Recommended daily allowance of insanity, under-reported news and uncensored opinion dismantling the propaganda matrix.
Monday, July 27, 2009
Surveillance over Europe
Britain has quietly become the most spied-upon nation in Europe. How? Why? And does it matter? Charles Nevin goes to Manchester, London, Berlin and Bucharest to compare, contrast and discuss ...
From INTELLIGENT LIFE Magazine, Summer 2009
Spring sunshine in Bucharest’s Piata Revolutiei is tempered by the chill. It is not a day to linger. No one is musing over the memorials, or pondering the balcony where, 20 years ago, a camera caught, for the first time, the exact moment when fear flashed across the face of a dictator as he realised the jig was up.
The years since the fall and execution of Nicolae Ceausescu have not been easy for Romania. The years before under that autarkic megalomaniac left much catching up to do. There has been some success, notably achieving membership of the European Union. And the sight of neatly parked cars in Piata Revolutiei rather than 80,000 chanting protesters proclaims that most cherished human state, normality. Romania, however, still lags behind its western friends in one important growth area of European activity: state surveillance. And it is way behind Britain, whose people are now judged the most intruded upon in Europe.

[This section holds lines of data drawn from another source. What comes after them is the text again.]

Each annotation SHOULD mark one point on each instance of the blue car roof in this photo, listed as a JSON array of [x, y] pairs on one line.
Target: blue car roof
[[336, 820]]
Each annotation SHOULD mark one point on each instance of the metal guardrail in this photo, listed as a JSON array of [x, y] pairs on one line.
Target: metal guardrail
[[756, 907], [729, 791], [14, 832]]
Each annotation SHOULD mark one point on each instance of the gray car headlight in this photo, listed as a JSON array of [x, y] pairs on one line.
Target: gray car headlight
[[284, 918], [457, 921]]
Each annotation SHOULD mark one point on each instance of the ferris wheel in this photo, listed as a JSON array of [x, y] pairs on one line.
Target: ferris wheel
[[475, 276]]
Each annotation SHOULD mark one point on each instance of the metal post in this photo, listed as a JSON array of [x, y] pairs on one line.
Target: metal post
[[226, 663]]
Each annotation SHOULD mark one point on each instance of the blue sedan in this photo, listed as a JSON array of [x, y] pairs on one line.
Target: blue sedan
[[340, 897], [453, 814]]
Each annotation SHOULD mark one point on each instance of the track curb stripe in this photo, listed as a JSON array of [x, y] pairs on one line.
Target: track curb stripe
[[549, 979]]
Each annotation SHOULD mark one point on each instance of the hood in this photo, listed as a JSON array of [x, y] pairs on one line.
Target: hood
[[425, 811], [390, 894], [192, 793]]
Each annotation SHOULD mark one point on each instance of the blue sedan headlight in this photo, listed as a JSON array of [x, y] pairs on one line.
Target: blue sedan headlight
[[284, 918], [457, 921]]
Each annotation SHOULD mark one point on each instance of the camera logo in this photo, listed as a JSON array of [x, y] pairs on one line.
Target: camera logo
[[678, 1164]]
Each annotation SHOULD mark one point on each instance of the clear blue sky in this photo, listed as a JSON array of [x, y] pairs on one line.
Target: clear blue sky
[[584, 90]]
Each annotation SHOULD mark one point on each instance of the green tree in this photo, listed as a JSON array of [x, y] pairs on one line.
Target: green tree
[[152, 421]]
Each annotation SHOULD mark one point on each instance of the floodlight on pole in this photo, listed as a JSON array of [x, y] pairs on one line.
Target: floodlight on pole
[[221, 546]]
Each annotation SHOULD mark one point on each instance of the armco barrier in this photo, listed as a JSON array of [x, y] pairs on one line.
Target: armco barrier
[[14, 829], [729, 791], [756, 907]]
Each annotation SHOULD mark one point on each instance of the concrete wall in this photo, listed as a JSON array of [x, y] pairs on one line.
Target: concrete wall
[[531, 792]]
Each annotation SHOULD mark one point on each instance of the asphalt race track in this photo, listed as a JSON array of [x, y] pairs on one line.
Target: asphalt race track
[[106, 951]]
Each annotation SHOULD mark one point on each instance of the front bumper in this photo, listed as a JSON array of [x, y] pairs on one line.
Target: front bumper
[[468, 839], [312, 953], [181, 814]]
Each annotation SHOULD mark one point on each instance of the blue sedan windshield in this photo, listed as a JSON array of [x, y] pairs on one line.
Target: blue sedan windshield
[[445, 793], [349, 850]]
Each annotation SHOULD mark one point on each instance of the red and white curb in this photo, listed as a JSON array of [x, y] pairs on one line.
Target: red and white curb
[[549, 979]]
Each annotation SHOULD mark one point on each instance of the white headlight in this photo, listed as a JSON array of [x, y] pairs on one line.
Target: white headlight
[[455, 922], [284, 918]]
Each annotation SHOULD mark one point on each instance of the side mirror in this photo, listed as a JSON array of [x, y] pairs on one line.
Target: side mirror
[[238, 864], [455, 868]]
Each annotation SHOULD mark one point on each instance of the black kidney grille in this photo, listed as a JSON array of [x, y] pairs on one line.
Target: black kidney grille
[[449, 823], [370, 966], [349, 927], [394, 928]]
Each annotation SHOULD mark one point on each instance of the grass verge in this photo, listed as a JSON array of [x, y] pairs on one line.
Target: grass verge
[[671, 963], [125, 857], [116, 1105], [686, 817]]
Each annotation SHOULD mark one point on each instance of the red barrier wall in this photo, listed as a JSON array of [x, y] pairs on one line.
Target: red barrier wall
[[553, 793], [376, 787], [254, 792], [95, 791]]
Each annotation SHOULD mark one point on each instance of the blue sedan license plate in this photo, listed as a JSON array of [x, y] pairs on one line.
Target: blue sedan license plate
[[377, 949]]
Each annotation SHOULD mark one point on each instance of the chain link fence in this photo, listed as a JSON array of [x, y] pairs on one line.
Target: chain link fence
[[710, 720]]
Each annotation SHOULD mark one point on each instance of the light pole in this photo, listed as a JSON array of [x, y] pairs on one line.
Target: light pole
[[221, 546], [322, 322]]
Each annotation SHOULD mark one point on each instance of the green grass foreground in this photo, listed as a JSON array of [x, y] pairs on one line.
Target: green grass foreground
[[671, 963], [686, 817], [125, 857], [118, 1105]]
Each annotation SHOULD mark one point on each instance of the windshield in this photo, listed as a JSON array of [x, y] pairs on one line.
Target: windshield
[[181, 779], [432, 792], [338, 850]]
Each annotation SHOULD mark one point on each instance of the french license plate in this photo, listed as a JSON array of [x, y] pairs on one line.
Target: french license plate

The Palatul Parlamentului was built by Ceausescu, when it was known by the people as Casa Nebunului (the Madman’s House). With 1,100 rooms, it is the world’s biggest government building, after the Pentagon; one day in March some students from the London School of Economics were being shown round. The Palatul, built in a style best described as Corinthian-Wimpey-Tyrannical, now houses the Romanian parliament, and is still half-empty. The LSE group, recovering afterwards from marble and chandelier exposure, treated the comparison between Romania and Britain with the rigour expected of their institution, requesting the methodology used to arrive at the findings, which, by a fine coincidence, were researched by Privacy International, an independent surveillance watchdog run by an LSE academic, Simon Davies. The measures used are based on protection and enforcement of privacy. Romania gained credit for its safeguards; Britain had the worst result in Europe, falling into the category of “endemic surveillance societies” alongside Russia and China.